Why anyone would bother to keep registering a horse that is long-term out of work interested me, so I had a more detailed look at other horses’ competition records.
The FEI considers a horse to be “active” on the strength of its current registration. Yet large swathes of currently registered UAE horses may well have done no rides since at least spring 2016.
Absolutely no other country bothers to re-register horses that are off work. I looked at Europe, North America and elsewhere in the Middle East, and where a horse comes back from long-term injury, 99 times out of 100 its FEI registration is renewed only at the very point it starts competing again.
I mentioned this to the FEI, who took the view it was up to each national federation. It makes me uncomfortable. If you exclude UAE horses that haven’t done a ride since at least spring 2016, then the UAE represents nearer 25% of the active FEI endurance population: still big, but not 46% or 47% or nearly as huge as is popularly thought.
Does the perceived dominance by one country influence policy-making and rule changes? Do these needless re-registrations deflect attention from the true wastage rate, but no one says anything because the FEI gets a nice, extra unearned income from all these automatic renewal fees?
Here are some details from my study of CURRENTLY registered UAE horses, which I undertook in June. The genuine activity figures for younger horses (aged eight and under) that have only just landed on desert soil are slightly better, as you might expect, so I did not examine them in detail for now.
Nine-year-olds. Sample: all 69 whose names begin with A. 28 (40%) haven’t done anything since the end of the 2015-2016 winter season. 17 have never started a ride at all. Chewed up and spat out at an age every other sport regards as young for a sports horse.
10-year-olds. Sample: all 65 whose names begin with A. 10 have never done anything. Only 23 started rides in the October 2016-April 2017 UAE season, of which five nothing since the end of 2016. Six last started rides in the earlier part of 2016. Two haven’t done anything for 44 months and five nothing for 42 months. So: 36 of 65 (55%) have not competed for over 18 months. I haven’t even started to consider what has happened to the 470-odd UAE-owned 10-year-olds whose registrations were NOT renewed for 2017.
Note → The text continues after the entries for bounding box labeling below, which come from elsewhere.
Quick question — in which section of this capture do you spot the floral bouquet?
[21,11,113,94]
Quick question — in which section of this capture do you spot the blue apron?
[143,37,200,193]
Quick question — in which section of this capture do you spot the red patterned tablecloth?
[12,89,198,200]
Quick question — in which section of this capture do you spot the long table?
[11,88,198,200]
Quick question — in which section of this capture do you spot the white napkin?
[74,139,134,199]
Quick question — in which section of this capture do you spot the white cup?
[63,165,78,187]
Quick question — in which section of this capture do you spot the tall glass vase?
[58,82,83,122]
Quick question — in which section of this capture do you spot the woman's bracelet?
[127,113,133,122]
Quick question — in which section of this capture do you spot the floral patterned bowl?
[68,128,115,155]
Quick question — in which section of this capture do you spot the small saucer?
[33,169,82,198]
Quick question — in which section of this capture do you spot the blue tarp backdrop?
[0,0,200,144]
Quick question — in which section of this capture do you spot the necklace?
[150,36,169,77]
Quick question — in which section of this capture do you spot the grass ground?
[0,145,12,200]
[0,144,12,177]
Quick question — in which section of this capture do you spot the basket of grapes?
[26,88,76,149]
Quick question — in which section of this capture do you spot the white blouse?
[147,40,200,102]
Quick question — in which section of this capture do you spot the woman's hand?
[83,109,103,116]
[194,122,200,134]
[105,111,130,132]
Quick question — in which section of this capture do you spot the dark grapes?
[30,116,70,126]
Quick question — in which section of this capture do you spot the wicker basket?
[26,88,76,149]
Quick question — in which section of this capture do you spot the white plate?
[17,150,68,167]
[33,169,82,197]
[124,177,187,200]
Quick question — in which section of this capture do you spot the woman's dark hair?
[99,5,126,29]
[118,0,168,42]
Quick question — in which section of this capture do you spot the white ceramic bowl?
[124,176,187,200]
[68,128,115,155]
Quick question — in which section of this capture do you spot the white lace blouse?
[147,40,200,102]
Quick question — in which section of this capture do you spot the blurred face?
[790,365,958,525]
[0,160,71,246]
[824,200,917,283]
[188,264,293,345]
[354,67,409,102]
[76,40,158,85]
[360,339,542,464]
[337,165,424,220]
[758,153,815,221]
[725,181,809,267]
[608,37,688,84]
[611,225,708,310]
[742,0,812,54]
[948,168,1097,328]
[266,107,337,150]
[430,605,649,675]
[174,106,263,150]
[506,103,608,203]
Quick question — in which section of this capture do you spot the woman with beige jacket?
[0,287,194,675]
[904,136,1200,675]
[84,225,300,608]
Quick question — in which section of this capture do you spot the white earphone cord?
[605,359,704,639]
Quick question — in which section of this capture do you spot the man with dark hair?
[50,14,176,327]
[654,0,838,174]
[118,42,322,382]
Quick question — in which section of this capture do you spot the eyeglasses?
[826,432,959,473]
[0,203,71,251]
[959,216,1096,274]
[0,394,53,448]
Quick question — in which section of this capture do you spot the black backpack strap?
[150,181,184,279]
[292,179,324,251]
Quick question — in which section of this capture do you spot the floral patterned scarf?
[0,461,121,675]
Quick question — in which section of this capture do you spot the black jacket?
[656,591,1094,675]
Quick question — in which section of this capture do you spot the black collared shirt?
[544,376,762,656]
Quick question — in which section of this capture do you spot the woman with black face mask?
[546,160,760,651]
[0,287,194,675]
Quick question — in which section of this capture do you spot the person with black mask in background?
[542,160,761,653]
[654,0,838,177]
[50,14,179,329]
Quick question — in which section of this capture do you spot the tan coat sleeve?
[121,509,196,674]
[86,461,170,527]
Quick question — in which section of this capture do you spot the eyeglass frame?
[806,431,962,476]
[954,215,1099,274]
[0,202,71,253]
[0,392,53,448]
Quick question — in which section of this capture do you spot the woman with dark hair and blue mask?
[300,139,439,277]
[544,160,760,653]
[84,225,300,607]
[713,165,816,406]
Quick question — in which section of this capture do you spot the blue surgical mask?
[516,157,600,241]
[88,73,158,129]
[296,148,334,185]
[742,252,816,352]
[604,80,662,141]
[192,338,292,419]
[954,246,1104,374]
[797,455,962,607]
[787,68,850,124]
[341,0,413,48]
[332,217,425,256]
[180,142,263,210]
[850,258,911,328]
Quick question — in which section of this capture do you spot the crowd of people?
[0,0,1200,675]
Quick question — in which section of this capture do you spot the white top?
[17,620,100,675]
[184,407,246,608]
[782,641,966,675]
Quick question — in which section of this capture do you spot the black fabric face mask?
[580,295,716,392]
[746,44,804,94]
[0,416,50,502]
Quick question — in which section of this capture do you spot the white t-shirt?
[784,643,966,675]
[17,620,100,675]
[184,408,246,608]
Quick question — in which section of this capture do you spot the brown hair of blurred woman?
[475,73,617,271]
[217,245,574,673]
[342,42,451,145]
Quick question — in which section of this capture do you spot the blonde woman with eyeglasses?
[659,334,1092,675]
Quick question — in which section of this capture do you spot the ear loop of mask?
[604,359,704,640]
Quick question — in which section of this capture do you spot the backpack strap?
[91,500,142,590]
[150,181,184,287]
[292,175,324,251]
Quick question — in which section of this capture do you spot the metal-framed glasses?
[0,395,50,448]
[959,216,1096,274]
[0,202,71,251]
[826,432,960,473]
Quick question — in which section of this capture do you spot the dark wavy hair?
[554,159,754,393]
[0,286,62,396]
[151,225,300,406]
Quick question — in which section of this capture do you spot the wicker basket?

17-year-olds. Sample: all 75, names A-Z. Only 13 raced in the 2016-2017 UAE winter season. Five have never raced since entering the UAE. Another 48 have not raced since 2015 or earlier, 13 not since 2012. One was declared Catastrophically Injured in 2014 but has risen from the dead, apparently. So 52 of 75 (69%) of these currently registered teens haven’t raced for over 18 months.
Very old horses. All 37 UAE FEI-registered horses aged 20 or over. The oldest is 26. One has competed in the 2016-2017 winter season. Only three in 2015. Two have done nothing at all in their lives. Four of the 37 have not competed since 2015. So 33 of 37 (89% ) very old UAE horses have a needless, current FEI registration. It goes without saying that they have mostly not been skipping round national rides instead.
Some might think my sample base is too small. Still, after commissioning its own scientific studies on attrition the FEI has decided to raise the age group of the world young endurance championships, because only 50% of the seven-year-olds studied were still in action two years later. The FEI sample base comprised a mere 20 horses. I guess they didn’t want or need to look any further; it’s all too demoralising.
The FEI’s other response is to increase the mandatory rest period for all horses exceeding 20kph by seven days from January 1. That will hardly stop the UAE. All they have to do is buy even more horses.
The only thing “growing” about endurance is the global production line sending young horses to be tested to destruction in Group 7. Is this a sports development success? I don’t think so.